A local food bank and distribution network was featured on a Michigan Radio piece the other day, and it really captures how to give to people in a way that respects their dignity. For one thing, when you are giving food to the hungry, you don’t just hand them wax beans and canned beets.
John Arnold, executive director of Feeding America West Michigan Food Bank, says that people shouldn’t be getting what he calls “bomb shelter food.”
“Products like powdered milk and dry beans and dried noodles sound and look nutritious but you never see in people’s shopping cart,” he observes.
Instead, as Kyle Norris reports, Arnold recognizes that “nobody eats that stuff, but somehow food agencies think that’s what they supposed to give people in need. Arnold says we need to get people good, nutritious food in a way that makes it fun.
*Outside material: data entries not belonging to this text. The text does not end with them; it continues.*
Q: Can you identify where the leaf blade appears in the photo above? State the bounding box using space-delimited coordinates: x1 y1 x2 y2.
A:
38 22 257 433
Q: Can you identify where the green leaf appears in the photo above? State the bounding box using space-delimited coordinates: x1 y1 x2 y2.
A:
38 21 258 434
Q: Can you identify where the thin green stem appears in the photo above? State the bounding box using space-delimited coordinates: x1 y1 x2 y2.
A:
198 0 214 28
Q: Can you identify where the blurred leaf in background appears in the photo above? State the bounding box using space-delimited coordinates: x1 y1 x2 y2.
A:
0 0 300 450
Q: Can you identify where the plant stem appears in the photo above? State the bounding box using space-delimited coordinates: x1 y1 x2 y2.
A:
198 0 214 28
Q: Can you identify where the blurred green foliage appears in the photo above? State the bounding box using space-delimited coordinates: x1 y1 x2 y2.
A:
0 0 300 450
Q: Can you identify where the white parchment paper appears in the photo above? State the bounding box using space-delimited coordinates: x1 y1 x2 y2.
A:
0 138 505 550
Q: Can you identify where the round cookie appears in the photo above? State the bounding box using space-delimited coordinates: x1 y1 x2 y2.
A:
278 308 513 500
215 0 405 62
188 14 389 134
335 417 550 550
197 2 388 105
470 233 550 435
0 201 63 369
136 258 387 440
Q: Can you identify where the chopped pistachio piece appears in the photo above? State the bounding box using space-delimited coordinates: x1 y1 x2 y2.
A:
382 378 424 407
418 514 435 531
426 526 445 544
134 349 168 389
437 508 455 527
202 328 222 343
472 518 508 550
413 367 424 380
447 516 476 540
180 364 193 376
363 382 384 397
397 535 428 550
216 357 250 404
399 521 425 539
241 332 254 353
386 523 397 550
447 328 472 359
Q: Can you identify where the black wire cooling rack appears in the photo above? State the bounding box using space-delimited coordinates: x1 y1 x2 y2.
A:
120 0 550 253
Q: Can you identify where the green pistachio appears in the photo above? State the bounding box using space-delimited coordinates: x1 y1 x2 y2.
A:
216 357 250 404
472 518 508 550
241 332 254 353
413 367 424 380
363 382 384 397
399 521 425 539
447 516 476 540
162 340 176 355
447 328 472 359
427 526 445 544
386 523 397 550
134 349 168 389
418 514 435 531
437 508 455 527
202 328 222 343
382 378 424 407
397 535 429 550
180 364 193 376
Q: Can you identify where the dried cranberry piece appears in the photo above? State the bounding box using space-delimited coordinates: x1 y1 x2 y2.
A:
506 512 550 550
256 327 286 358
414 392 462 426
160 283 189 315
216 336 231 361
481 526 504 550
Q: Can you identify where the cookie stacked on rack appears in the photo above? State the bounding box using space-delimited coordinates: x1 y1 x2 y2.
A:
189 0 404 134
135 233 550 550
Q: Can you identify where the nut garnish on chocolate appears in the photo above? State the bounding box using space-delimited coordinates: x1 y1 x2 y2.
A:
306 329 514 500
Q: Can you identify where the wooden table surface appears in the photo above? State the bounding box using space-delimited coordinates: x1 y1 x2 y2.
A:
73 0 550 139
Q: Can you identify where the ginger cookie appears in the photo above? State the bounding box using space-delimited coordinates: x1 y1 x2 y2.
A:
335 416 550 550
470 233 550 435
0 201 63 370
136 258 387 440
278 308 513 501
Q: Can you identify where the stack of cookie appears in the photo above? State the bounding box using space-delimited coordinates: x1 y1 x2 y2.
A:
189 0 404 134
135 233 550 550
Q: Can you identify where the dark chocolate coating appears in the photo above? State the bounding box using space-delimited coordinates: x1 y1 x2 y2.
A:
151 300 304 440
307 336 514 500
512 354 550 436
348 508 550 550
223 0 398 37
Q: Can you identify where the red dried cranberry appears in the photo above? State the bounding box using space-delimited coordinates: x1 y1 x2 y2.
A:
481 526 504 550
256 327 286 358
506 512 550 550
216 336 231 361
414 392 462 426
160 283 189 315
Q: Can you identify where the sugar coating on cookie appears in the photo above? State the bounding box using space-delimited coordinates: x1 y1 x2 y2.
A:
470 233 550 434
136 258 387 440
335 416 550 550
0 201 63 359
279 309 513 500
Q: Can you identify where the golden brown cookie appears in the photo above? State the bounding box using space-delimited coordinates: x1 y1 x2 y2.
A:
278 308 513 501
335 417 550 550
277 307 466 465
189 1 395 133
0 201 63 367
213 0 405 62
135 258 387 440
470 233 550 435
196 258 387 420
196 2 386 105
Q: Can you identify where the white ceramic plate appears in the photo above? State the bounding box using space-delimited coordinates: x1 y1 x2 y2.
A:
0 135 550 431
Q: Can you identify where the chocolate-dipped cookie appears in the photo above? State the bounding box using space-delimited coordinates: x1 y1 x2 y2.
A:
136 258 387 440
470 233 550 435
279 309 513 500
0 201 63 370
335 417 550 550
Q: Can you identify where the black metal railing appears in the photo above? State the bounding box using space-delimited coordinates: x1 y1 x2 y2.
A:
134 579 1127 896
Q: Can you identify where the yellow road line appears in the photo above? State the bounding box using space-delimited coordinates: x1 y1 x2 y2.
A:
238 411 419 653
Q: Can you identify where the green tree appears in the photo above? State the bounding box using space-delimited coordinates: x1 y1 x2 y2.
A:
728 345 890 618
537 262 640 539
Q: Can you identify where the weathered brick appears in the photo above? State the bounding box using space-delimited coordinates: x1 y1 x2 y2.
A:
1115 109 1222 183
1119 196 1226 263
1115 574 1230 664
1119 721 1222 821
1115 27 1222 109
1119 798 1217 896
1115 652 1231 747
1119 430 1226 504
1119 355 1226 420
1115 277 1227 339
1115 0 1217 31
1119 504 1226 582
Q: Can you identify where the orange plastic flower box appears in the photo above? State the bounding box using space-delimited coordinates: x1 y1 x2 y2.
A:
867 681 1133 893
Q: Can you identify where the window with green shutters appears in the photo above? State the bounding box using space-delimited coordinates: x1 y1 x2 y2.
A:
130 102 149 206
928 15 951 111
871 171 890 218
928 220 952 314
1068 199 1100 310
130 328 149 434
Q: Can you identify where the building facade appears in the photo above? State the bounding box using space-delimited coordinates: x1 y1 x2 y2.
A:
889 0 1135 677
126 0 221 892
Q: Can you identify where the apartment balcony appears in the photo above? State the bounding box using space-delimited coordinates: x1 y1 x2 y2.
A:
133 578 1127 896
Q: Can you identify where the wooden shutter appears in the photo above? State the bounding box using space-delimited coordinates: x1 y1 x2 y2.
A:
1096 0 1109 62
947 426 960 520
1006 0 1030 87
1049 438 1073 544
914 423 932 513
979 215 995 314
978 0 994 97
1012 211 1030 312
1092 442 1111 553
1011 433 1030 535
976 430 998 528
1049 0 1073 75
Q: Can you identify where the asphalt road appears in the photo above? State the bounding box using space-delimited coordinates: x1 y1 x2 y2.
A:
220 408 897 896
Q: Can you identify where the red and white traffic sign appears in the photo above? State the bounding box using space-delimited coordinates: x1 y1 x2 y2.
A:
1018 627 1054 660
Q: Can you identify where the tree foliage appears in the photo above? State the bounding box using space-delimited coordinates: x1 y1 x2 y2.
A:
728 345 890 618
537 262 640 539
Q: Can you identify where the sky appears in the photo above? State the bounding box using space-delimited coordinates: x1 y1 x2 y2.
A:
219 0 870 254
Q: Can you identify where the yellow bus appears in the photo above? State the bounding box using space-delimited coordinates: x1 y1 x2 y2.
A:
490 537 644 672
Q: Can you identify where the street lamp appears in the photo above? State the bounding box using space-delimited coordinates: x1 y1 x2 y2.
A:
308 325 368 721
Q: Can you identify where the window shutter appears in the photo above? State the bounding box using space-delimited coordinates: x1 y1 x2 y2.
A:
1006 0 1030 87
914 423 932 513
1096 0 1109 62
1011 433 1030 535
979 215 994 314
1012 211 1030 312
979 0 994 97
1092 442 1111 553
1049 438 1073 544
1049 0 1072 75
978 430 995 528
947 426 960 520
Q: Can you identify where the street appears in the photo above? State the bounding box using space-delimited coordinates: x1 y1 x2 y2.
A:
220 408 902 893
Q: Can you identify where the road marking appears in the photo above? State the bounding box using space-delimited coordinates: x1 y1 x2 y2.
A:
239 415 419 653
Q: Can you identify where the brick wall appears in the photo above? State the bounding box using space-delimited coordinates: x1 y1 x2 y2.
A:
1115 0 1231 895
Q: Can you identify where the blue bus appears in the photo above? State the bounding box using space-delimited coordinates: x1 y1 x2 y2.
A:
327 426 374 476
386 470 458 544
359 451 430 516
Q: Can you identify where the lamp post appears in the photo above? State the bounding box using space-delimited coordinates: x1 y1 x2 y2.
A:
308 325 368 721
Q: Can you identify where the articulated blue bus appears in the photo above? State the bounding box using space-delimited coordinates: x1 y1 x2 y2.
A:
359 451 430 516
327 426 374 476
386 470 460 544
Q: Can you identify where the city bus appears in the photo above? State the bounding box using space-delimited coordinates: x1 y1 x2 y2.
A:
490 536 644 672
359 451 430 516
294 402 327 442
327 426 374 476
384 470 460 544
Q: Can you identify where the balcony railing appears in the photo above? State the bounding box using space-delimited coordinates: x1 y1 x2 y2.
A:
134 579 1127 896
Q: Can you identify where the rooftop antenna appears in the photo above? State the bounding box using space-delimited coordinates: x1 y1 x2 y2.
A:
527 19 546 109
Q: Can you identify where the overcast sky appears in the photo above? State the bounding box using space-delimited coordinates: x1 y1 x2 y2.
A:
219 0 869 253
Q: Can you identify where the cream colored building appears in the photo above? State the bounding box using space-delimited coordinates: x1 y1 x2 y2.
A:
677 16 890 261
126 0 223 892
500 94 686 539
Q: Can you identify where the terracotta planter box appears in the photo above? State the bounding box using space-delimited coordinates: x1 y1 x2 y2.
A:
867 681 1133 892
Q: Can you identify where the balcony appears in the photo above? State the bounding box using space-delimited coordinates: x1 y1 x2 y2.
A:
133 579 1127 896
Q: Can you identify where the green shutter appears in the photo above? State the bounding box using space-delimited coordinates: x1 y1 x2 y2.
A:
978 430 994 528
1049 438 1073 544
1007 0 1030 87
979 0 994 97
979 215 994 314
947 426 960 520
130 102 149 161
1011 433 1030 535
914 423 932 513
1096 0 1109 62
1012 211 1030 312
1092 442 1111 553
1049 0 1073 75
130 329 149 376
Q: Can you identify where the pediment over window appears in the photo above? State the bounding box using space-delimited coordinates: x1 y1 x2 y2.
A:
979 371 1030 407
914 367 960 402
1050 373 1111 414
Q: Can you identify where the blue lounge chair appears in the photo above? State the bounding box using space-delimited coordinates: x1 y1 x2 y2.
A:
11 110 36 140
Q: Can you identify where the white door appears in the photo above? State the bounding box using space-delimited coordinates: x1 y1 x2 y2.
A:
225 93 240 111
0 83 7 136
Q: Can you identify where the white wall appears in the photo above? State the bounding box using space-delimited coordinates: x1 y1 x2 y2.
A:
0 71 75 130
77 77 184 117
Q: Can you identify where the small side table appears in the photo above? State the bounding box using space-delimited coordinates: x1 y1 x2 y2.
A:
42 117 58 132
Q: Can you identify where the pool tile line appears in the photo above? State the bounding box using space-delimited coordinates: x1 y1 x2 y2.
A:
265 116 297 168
Arnold also says agencies have to let people pick the food they want, as opposed to handing someone a box filled with a random assortment of food they may or may not eat. These things aren’t just his personal theories. He points to research from United Way and Michigan State University that backs these conclusions.”
One of the principles of effective compassion is that we are to discern and respect each person’s freedom, constitutive of their dignity as created in the image of God. In this concrete case, it means in part having people exercise their own autonomy and choose their own foods, rather than be handed what someone else assumes they need.
So this is a good rule of thumb for treating others as you do yourself: “When we do care for one another it should be with food we’d want to serve our own family.”